Multidisciplinary palliative treatment including isolated thoracic perfusion for progressive malignant pleural mesothelioma: a retrospective observational study.
Journal of B.U.O.N 2019 May-June [Link]
Guadagni S, Masedu F, Zoras O, Zavattieri G, Aigner K, Guadagni V, Fumi L, Clementi M
To investigate the relative importance of isolated thoracic perfusion (ITP) in the multidisciplinary palliative treatment of progressive malignant pleural mesothelioma (MPM) patients.
Fifty-two MPM patients with progressive disease after systemic chemotherapy with cisplatin and pemetrexed were submitted to 112 ITP using mitomycin C (25 mg/m2) and cisplatin (70 mg/m2) between 2000 and 2017. Isolation of the chest was achieved by insertion of stop-flow balloon catheters via femoral or iliac access. Primary endpoints were adverse events, tumor response rate, progression-free survival (PFS) and overall survival (OS) from initial ITP.
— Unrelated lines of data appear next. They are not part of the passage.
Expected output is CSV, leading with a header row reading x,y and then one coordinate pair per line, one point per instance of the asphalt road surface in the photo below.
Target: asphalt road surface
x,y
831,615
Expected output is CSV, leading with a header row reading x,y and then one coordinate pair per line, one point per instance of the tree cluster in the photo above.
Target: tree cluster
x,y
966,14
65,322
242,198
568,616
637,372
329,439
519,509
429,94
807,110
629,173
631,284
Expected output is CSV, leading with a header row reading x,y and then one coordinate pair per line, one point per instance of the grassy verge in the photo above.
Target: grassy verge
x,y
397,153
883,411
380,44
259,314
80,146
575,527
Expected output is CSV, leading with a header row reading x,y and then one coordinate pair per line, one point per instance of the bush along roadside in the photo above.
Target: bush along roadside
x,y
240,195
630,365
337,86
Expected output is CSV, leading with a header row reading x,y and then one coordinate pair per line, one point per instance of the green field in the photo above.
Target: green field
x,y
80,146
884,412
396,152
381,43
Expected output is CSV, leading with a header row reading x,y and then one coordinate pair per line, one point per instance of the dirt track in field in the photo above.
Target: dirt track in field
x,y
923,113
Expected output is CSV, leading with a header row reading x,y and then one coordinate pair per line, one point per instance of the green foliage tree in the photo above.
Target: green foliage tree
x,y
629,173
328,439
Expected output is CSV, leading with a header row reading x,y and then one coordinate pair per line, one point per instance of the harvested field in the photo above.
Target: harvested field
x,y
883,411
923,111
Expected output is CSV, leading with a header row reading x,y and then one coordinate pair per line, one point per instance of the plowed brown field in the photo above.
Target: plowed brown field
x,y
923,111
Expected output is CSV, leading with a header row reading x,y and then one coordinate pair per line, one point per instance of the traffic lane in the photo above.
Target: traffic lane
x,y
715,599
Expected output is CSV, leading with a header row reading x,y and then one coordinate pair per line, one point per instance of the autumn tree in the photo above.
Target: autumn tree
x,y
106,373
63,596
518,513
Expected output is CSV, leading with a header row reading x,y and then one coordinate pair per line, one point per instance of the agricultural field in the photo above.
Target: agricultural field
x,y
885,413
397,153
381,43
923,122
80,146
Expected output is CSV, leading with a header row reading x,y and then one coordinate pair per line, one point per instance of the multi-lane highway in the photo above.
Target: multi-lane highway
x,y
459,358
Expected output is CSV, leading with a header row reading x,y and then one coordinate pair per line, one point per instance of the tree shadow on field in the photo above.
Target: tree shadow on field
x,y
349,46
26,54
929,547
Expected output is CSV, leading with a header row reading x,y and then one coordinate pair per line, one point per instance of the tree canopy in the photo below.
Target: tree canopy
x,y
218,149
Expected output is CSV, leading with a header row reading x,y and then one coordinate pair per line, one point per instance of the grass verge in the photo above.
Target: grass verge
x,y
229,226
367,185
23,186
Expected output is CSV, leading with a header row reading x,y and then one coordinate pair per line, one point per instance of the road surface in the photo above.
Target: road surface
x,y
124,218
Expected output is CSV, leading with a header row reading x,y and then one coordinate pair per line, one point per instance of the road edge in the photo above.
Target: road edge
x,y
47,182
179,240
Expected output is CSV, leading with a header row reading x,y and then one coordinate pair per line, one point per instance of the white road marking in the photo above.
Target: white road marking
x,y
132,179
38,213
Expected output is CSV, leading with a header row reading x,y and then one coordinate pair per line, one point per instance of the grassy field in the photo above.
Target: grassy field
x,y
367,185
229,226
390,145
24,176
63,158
Median interval-time from MPM diagnosis was 9 months. There were no perfusion-related postoperative deaths. The main procedure-related complication was persistent leakage of lymphatic fluid from the incision in less than 10% of ITP. No severe perfusion-related toxicity was reported, with grade 3 haematological toxicity and platinum-induced neurotoxicity in less than 8% of the patients. Following initial ITP, overall tumor response rate was 25%, median PFS was 7 months (IQR 5-10.5), and median OS was 16 months (IQR 12.5-21). After the last ITP, 14 patients received further therapies, including targeted therapy with cetuximab or bevacizumab. Non-epithelioid histology, stage III, and ECOG performance status 3 pre-ITP were prognostic factors with a significant influence on OS. Median OS, calculated from the diagnosis of MPM, was 26.5 months (IQR 22.5-28).
ITP is safe, tolerable, and useful but its inclusion in the multidisciplinary palliative treatment of progressive MPM patients should be investigated in a larger multicentre controlled study.